The US markets ended mostly higher on Wednesday as investors cheered solid earnings results from several large companies. Asian markets are trading mixed on Thursday amid a mixed picture for corporate earnings.
Back home, Indian equity benchmarks extended their decline for fifth straight day on Wednesday, with Sensex and Nifty closing below their crucial psychological levels of 37,900 and 11,300, respectively. Key indices made a cautious start of the day, after the International Monetary Fund (IMF) in its World Economic Update revised downward India’s Gross Domestic Product (GDP) growth forecast by 0.3% for 2019 and 2020 to 7.0% and 7.2%, respectively, over its previous projections early this year.
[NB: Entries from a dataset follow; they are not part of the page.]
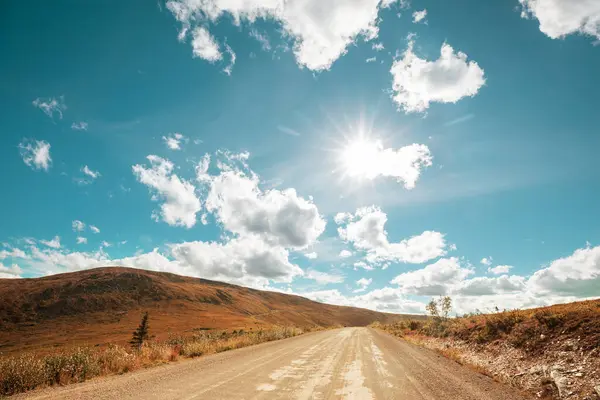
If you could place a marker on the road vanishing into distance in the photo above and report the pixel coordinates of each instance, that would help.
(348, 363)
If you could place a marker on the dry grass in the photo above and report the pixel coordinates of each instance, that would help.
(529, 330)
(28, 371)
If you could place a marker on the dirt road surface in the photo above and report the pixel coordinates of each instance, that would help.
(348, 363)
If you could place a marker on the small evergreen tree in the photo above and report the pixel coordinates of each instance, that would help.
(140, 335)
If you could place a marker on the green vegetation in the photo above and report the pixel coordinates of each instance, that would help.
(140, 335)
(29, 371)
(526, 329)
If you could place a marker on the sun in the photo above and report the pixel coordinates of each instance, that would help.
(359, 158)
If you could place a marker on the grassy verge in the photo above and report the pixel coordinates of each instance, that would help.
(29, 371)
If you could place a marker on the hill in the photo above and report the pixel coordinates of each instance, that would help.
(104, 305)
Weakness continued on the street amid a private report stating that the economy will not be able to achieve the official forecast of 7 percent growth in FY20, making it a second consecutive year of sub-7 percent expansion. However, markets managed to pare some of their losses in the late leg of the trade to come off from intraday low points, after Finance minister Nirmala Sitharaman signaled that the government may extend the lower corporate tax rate of 25% to all companies, giving India Inc something to cheer about. Her July 5 budget had lowered the rate for most companies but excluded the biggest. Meanwhile, the Minister of State for Finance Anurag Singh Thakur said there is no official estimation of black money in the country, however, it has taken several concrete steps to crack down on illicit funds. Finally, the BSE Sensex lost 135.09 points or 0.36% to 37,847.65, while the CNX Nifty was down by 59.75 points or 0.53% to 11,271.30.